Democrata de destaque pede apoio de colegas à máquina de espionagem de Trump
13 de Abril de 2026

O deputado norte-americano Jim Himes, principal democrata no Comitê de Inteligência da Câmara, está fazendo lobby de forma reservada entre colegas para preservar o poder do FBI de realizar buscas em comunicações de americanos sem mandado.

Ele afirma não ter visto evidências de que o governo Trump esteja abusando dessa autoridade.

Em uma carta obtida, Himes pede que outros democratas apoiem a solicitação da Casa Branca para renovar um controverso programa de vigilância que intercepta dados eletrônicos de estrangeiros no exterior.

Embora seja voltado a não cidadãos, o programa, autorizado pela Seção 702 do Foreign Intelligence Surveillance Act, também coleta grandes volumes de mensagens privadas de cidadãos dos Estados Unidos.

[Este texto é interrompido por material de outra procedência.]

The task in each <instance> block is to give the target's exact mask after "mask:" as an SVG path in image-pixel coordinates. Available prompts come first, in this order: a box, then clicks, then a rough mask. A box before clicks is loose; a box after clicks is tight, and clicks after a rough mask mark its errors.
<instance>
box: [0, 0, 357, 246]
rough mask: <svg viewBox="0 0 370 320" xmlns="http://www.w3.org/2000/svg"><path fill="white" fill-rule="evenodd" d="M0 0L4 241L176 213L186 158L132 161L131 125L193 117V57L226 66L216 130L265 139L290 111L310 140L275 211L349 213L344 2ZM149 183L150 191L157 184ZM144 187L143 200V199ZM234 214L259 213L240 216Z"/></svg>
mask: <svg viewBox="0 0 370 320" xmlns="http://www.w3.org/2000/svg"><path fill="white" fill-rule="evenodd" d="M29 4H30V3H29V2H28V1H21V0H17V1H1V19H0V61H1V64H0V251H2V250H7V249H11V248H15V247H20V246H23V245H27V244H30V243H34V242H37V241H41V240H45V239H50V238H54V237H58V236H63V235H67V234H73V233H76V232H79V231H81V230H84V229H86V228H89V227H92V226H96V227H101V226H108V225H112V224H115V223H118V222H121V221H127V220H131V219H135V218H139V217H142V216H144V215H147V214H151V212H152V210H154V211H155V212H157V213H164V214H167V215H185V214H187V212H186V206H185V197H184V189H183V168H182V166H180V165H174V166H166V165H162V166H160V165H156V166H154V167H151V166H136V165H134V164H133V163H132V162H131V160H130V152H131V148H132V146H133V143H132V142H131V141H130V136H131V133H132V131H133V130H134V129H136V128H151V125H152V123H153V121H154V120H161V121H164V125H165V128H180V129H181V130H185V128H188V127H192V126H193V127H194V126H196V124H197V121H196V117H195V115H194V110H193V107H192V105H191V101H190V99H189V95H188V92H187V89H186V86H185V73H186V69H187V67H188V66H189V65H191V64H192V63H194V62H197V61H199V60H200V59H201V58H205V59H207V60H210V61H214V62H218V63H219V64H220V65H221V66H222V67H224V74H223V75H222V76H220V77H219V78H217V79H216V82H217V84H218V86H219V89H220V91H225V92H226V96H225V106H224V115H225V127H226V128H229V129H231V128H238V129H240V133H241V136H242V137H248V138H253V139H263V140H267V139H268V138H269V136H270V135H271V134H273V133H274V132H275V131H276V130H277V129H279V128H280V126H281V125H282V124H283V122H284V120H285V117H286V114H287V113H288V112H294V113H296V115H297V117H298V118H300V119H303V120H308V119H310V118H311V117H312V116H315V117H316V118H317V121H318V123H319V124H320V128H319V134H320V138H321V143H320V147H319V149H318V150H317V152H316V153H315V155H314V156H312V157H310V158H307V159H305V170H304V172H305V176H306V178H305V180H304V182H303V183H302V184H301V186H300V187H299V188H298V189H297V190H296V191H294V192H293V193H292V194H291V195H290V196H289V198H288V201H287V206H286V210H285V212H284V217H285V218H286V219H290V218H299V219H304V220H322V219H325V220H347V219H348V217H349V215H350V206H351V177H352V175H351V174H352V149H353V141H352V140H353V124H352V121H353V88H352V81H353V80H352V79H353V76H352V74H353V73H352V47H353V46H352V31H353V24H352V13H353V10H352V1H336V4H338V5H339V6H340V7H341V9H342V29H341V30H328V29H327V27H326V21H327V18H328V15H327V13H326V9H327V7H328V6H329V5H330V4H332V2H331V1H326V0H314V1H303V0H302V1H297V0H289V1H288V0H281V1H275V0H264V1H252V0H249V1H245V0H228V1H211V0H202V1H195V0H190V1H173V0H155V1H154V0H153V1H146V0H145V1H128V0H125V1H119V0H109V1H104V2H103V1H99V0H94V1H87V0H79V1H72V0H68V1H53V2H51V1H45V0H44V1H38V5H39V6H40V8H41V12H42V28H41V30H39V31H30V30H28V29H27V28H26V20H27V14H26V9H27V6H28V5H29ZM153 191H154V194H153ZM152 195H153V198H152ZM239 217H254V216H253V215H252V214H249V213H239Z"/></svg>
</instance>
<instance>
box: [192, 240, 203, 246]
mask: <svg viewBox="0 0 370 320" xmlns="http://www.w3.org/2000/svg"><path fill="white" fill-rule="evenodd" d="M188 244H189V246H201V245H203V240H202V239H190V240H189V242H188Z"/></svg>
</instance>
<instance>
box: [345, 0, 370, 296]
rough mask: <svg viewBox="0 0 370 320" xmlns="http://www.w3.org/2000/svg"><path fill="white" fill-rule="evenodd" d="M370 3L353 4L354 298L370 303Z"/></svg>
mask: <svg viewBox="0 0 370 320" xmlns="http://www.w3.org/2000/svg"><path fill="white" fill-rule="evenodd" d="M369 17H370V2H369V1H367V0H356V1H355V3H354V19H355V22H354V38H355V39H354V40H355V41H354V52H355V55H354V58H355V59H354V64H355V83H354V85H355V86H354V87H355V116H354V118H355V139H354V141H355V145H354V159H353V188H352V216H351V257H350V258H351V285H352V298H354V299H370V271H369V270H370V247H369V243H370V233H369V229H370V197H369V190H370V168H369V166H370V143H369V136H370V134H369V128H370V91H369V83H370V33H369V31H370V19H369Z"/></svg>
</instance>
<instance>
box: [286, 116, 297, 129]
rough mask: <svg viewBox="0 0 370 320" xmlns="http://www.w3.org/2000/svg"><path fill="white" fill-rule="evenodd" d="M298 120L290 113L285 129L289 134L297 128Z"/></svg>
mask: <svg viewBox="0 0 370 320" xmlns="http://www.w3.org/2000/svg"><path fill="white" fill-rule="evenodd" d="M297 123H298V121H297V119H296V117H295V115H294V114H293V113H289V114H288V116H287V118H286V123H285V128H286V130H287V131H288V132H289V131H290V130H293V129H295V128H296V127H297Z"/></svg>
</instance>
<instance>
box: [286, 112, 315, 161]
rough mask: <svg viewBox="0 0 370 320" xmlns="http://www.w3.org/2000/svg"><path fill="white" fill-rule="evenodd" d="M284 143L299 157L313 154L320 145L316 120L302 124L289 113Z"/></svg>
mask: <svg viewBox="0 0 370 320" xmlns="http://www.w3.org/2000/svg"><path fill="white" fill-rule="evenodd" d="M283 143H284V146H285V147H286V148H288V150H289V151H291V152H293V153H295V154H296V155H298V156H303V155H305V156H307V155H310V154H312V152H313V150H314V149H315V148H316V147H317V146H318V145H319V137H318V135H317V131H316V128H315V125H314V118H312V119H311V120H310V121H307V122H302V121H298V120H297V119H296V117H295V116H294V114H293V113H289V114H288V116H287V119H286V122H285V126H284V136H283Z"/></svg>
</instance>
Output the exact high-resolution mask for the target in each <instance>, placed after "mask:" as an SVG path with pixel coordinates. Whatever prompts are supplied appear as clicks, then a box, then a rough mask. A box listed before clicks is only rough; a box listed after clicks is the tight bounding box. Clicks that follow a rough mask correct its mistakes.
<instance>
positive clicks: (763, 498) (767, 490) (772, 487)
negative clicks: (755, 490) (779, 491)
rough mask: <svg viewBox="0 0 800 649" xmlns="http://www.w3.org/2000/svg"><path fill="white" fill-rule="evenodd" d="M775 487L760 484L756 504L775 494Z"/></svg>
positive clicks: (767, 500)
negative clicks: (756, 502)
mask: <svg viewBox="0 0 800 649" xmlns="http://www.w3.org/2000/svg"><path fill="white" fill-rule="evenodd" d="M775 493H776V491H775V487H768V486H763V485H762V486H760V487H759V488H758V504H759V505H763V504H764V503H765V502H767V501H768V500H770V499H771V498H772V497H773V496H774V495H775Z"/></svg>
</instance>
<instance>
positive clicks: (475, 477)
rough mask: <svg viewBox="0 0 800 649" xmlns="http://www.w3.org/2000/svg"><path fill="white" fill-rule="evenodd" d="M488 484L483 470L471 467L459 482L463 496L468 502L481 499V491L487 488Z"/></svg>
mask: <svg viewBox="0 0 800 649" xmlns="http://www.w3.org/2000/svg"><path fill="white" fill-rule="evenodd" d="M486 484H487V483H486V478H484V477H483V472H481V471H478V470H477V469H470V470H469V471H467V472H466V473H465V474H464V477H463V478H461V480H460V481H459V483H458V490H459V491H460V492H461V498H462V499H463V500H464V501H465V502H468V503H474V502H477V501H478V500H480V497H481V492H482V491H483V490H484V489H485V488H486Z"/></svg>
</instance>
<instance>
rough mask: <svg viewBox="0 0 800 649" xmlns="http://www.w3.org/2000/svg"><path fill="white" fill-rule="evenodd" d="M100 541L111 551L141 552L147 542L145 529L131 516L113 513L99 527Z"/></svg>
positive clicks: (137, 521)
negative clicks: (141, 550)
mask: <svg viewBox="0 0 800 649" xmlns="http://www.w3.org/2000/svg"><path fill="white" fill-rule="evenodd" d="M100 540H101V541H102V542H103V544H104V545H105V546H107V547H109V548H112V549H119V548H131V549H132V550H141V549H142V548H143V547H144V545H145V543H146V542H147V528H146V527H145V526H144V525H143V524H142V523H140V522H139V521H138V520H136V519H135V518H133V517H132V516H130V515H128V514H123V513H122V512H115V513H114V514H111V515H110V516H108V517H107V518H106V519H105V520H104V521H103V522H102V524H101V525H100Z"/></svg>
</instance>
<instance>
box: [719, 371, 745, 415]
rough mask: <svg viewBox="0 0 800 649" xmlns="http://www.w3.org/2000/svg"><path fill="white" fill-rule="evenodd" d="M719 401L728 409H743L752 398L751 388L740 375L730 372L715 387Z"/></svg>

A defesa de Himes se apoia nas “56 reformas” aprovadas pelo Congresso em 2024, que incorporaram em lei os próprios protocolos internos do FBI como substituto para mandados constitucionais.

Na carta, ele afirma que essas mudanças estão “funcionando como previsto” para evitar uso doméstico indevido, citando uma taxa de conformidade “superior a 99%” nos últimos dois anos.

A base estrutural dessa argumentação, no entanto, foi profundamente alterada por mudanças recentes dentro do FBI.

O índice de “99%” citado por Himes foi produzido pelo Office of Internal Auditing, por exemplo, uma unidade que funcionava como alerta para detectar ilegalidades, mas que já não existe.

A unidade foi encerrada no ano passado pelo diretor do FBI, Kash Patel.

Decisões judiciais históricas baseadas em seus dados haviam exposto centenas de milhares de buscas impróprias feitas pelo FBI.

Sem os auditores necessários para calcular taxas de falha, os mecanismos de conformidade mencionados por Himes, na prática, deixaram de funcionar.

Em nota, o gabinete de Himes basicamente reiterou as posições descritas na carta aos colegas.

“Estou aberto a fazer novos ajustes na Seção 702, com base nas muitas reformas bem-sucedidas que aprovamos na legislação de reautorização de dois anos atrás”, disse ele.

“Uma reautorização de curto prazo da Seção 702 permitirá que o Congresso debata de forma aprofundada os prós e os contras dessas reformas sugeridas e determine se há espaço para compromisso, sem colocar nossa segurança nacional em risco ao permitir que o programa expire.”

Como membro da chamada Gang of Eight, um grupo bipartidário de parlamentares com acesso a informações sigilosas de altíssima sensibilidade, Himes detém um dos conhecimentos mais profundos sobre o programa de espionagem.

Ainda assim, sua carta traz outras afirmações que parecem destoar do funcionamento da supervisão da FISA.

“Por ser tão amplamente supervisionado pelos três Poderes”, diz Himes, “qualquer tentativa de usar o programa de forma indevida quase certamente se tornaria conhecida pela Foreign Intelligence Surveillance Court e pelo Congresso.”

A Foreign Intelligence Surveillance Court é um tribunal secreto que não possui equipe investigativa para auditar os bancos de dados do FBI.

Assim como o Congresso, seu papel de fiscalização é apenas reativo e depende integralmente de o Department of Justice dos EUA relatar por conta própria eventuais violações.

“Nem o Congresso nem a FISA Court realizam auditorias independentes das consultas do FBI”, afirma Liza Goitein, diretora sênior do programa Liberty and National Security do Brennan Center.

“Eles dependem do Department of Justice para conduzir auditorias completas e relatar os resultados de forma verdadeira e tempestiva.

Este Department of Justice em particular desmantelou mecanismos internos de supervisão e foi criticado por dezenas de tribunais federais por fornecer informações imprecisas, enganosas ou incompletas.”

Não há juízes entre o FBI e as comunicações privadas de milhões de americanos, algo que Himes e outros integrantes de seu comitê dizem ser necessário para que o governo reaja rapidamente a ameaças terroristas.

Críticos argumentam que, diante dos esforços atuais do governo para desmontar controles internos no FBI, isso representa uma vulnerabilidade enorme, deixando os americanos expostos a abusos de vigilância que levarão anos para ser revelados, se é que algum dia serão reportados.